The interaction of nanoparticles with cells, particularly those that are immune competent, may affect their biocompatibility particularly when applied in long-term situations. Assessment of the biocompatibility of any new material is vital to its successful translation.
It is well known that surface topography can influence cellular interactions with surfaces. We have demonstrated that nanoparticulate silica can be bound to surfaces via a polycationic polymer binder to form a random close-packed monolayer. The silica are amorphous nanoparticles in the range 7-21nm which are negatively charged and have a very low solubility. When we add a low concentration solution of a cationic polymer (charge head group and hydrophobic tail) it binds to the nanoparticle surface and owing to its hydrophobic tail will clump into small patches on the surface. This produces a stable colloidal solution of silica nanoparticles which when exposed to a hydrophobic surface facilitates attachment to the surface via the hydrophobic polymer patches. We have shown that these modified surfaces significantly reduce the attachment of mammalian cells and fungal spores. Furthermore, those cells that do attach do not proliferate or, in the case of Candida albicans, do not differentiate into their pathological form. These materials have a number of applications around the oral mucosa.
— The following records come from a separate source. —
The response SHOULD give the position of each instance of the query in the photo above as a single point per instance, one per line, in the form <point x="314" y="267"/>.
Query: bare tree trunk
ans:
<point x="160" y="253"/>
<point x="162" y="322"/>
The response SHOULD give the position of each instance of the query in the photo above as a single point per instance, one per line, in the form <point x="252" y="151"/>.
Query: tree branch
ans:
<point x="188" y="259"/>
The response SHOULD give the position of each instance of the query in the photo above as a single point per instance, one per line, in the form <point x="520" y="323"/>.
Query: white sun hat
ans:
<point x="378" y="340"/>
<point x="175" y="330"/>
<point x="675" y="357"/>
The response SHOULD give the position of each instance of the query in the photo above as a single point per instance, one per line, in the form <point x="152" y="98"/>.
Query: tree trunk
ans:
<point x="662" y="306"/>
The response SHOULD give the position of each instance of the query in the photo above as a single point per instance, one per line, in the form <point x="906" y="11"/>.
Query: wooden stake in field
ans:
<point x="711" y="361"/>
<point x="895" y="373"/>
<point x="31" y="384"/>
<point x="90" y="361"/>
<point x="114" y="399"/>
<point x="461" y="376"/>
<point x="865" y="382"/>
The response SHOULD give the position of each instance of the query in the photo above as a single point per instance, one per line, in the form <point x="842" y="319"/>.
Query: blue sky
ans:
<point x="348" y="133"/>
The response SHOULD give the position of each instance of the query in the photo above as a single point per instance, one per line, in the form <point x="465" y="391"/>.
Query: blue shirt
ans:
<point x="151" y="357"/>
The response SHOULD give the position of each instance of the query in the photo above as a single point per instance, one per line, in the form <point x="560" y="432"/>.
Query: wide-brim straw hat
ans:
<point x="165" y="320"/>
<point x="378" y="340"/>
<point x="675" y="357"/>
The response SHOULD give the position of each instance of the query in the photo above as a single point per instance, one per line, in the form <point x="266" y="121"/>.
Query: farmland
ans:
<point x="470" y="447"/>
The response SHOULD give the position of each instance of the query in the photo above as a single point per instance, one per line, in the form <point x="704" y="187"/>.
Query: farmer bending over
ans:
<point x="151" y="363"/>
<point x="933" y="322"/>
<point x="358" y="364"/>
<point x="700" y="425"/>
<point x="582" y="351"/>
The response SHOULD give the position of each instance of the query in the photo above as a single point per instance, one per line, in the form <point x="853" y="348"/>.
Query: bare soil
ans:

Exposure of cells at the oral mucosa, to novel materials, necessitates investigation of possible issues around the biocompatibility of these materials. Nano-silica is known to be proinflammatory, primarily through its recognition by the NLRP3 inflammasome complex. Activation of NLRP3 leads to the activation of immune cells and release of proinflammatory mediators as well as potentially pyrogenic cell death (pyroptosis) which may, in turn, cause the bystander activation of sentinel immune cells. The aim of this project would be to determine the biocompatibility of these nano-silica coated surfaces to determine if the spatial orientation of the nano-silica causes NLRP3 activation when compared to non-tethered nano-silica. Primarily, this will be accomplished using co-culture model which represent the oral mucosa and the gingival crevice, in particular. The latter is a barrier that is constantly exposed to environmental stimulation by the tooth microbiome and the tissue damage that arises from chewing and hygiene regimens. Studies have revealed accumulation of inflammatory cells at steady-state in the gingiva and at higher levels than in other sites of the oral mucosa. This project will determine if these cells have a higher tolerance for activation, compared to cells of the gastrointestinal tract, which may be exposed to nano-silica not bound to the tethering surface.
The student will be situated in the department of Pharmacology and Therapeutics, supervised by Dr Neill Liptrott, and will work alongside members of the Immunocompatibility group and the Nanotherapeutics Hub, based in the Centre for Long-Acting Therapeutics (CELT) as well as the Department of Eye and Vision Science, co-supervised by Prof. Rachel Williams.
This, multidisciplinary, project will provide training in the development of novel nanobiomaterials, modern immunological and cell biology techniques as well as affording the opportunity to develop, and refine, novel in vitro models of the oral and intestinal mucosa.
For any enquiries or to express an interest in applying, please contact: Dr Neill Liptrott on: [Email Address Removed]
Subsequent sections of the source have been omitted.